The main part of the sculpture is located in the northwest corner of the New Headquarters Building courtyard, outside of the Agency's cafeteria. The sculpture comprises four large copper plates with other elements consisting of water, wood, plants, red and green granite, white quartz, and petrified wood. The most prominent feature is a large vertical S-shaped copper screen resembling a scroll or a piece of paper emerging from a computer printer, half of which consists of encrypted text. The characters are all found within the 26 letters of the Latin alphabet, along with question marks, and are cut out of the copper plates.

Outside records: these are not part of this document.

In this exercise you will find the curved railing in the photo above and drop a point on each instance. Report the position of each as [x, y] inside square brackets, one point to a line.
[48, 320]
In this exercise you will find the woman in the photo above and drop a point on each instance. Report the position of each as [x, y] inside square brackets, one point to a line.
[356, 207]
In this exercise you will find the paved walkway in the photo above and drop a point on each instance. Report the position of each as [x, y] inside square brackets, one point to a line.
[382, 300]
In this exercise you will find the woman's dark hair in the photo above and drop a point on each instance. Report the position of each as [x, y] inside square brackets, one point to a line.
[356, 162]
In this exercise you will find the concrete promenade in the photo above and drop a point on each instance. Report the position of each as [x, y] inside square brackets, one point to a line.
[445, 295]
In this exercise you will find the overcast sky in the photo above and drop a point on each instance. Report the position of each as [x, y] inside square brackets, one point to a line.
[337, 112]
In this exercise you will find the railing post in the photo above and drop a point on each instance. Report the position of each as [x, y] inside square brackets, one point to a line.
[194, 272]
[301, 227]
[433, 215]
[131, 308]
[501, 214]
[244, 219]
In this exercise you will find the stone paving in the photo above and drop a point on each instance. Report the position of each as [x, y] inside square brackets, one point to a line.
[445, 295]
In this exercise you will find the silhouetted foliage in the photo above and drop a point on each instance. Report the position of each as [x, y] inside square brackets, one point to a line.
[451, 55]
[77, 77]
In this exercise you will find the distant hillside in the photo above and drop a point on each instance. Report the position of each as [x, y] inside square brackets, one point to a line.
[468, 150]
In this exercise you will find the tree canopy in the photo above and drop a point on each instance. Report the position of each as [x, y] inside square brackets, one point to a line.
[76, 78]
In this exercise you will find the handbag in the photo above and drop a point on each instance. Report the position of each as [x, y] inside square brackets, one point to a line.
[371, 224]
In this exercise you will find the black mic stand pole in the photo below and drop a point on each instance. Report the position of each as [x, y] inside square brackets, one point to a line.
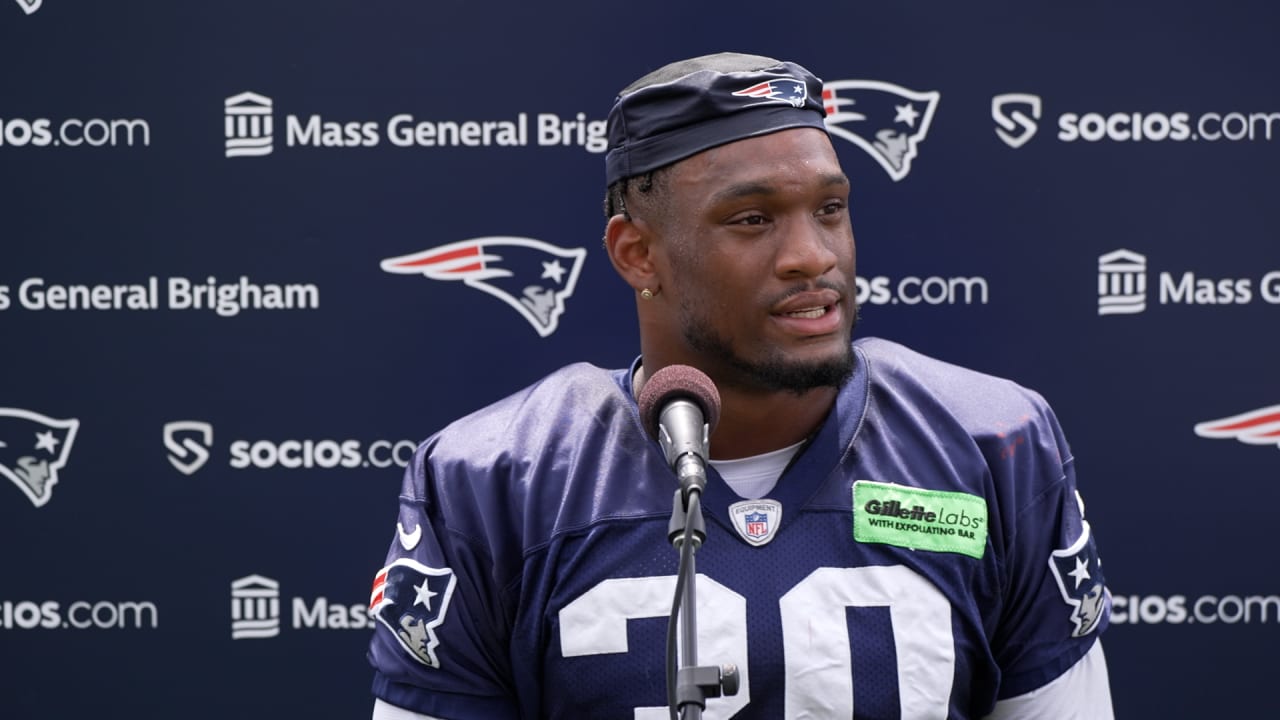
[686, 532]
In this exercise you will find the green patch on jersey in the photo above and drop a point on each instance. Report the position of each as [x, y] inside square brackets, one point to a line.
[919, 519]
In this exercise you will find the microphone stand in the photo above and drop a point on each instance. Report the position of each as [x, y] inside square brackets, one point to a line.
[686, 532]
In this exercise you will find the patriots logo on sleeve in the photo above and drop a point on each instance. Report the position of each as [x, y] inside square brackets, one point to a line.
[32, 449]
[1257, 427]
[887, 121]
[1079, 577]
[411, 600]
[530, 276]
[789, 90]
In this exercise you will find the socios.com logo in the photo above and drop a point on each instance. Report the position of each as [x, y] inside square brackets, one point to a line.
[1016, 115]
[1206, 609]
[913, 290]
[190, 445]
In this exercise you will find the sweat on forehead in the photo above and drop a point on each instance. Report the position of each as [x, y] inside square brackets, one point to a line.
[696, 104]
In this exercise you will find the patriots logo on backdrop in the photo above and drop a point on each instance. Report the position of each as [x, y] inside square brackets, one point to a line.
[32, 449]
[1256, 427]
[1079, 577]
[411, 600]
[789, 90]
[887, 121]
[530, 276]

The main sculpture contains four separate enigmatic messages, three of which have been deciphered.
In addition to the main part of the sculpture, Jim Sanborn also placed other pieces of art at the CIA grounds, such as several large granite slabs with sandwiched copper sheets outside the entrance to the New Headquarters Building. Several morse code messages are found on these copper sheets, and one of the stone slabs has an engraving of a compass rose pointing to a lodestone. Other elements of Sanborn's installation include a landscaped garden area, a fish pond with opposing wooden benches, a reflecting pool, and other pieces of stone including a triangle-shaped black stone slab.

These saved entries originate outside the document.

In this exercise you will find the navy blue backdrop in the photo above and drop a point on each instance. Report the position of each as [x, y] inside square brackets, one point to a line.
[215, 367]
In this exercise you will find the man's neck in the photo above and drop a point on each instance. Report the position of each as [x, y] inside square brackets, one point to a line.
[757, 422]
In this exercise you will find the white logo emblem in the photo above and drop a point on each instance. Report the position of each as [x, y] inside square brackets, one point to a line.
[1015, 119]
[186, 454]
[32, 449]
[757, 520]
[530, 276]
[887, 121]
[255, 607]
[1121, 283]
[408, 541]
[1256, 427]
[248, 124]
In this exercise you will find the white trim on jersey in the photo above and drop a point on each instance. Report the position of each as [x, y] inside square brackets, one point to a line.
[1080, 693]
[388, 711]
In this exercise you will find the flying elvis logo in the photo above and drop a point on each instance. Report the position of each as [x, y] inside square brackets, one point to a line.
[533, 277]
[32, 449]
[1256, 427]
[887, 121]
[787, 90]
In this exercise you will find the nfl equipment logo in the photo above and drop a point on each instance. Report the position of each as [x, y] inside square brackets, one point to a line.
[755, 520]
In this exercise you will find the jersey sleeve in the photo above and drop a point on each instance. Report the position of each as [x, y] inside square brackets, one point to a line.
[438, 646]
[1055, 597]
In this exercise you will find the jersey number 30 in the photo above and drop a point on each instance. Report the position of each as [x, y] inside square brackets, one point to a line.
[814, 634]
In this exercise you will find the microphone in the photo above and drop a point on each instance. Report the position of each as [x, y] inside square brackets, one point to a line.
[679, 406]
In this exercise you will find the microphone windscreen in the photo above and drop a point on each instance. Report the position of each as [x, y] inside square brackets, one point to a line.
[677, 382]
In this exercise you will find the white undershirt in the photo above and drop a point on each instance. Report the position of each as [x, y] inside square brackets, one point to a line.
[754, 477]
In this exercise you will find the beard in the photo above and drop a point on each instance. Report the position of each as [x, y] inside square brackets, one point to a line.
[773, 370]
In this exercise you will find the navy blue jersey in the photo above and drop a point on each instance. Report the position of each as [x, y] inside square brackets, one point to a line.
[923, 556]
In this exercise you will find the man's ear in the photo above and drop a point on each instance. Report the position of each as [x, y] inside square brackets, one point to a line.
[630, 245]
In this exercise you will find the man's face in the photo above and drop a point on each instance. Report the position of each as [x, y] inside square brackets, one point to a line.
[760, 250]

The name Kryptos comes from the ancient Greek word for "hidden", and the theme of the sculpture is "Intelligence Gathering".
The cost of the sculpture in 1988 was US $250,000 (worth US $501,000 in 2016).
1. Voynich Manuscript
Photo: The Art Newspaper |
Named after the Polish-American antiquarian bookseller Wilfrid M. Voynich, who acquired it in 1912, the Voynich Manuscript is a detailed 240-page book written in a language or script that is completely unknown. Its pages are also filled with colorful drawings of strange diagrams, odd events and plants that do not seem to match any known species, adding to the intrigue of the document and the difficulty of deciphering it. The original author of the manuscript remains unknown, but carbon dating has revealed that its pages were made sometime between 1404 and 1438. It has been called "the world's most mysterious manuscript."

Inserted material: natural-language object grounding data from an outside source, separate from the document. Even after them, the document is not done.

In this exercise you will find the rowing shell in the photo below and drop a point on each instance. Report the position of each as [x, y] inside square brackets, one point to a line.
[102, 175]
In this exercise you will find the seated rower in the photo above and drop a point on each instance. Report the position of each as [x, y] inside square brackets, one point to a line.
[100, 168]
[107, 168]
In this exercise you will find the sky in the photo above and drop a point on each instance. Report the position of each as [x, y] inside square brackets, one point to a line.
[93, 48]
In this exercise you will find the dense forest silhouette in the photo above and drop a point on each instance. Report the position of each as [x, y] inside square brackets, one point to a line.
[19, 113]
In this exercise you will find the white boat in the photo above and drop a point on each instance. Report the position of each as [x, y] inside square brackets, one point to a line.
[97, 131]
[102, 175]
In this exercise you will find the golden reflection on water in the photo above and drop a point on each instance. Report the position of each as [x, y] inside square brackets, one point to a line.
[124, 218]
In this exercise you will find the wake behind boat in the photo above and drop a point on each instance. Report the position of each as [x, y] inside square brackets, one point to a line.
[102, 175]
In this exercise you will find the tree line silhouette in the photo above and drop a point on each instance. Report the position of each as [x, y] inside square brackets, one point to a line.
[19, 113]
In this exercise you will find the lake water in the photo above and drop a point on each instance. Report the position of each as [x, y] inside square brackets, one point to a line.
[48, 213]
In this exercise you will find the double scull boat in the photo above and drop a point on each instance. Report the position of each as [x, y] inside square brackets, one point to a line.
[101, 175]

Theories abound about the origin and nature of the manuscript. Some, like historian and artist Nicholas Gibbs, believe it was meant to be a pharmacopoeia, to address topics in medieval or early modern medicine. In a recent essay for the Times Literary Supplement, Gibbs writes that it's "a reference book of selected remedies lifted from the standard treatises of the medieval period, an instruction manual for the health and wellbeing of the more well to do women in society, which was quite possibly tailored to a single individual.”
Many of the pictures of herbs and plants hint that it many have been some kind of textbook for an alchemist. The fact that many diagrams appear to be of astronomical origin, combined with the unidentifiable biological drawings, has even led some fanciful theorists to propose that the book may have an alien origin.
One thing most theorists agree on is that the book is unlikely to be a hoax, given the amount of time, money and detail that would have been required to make it.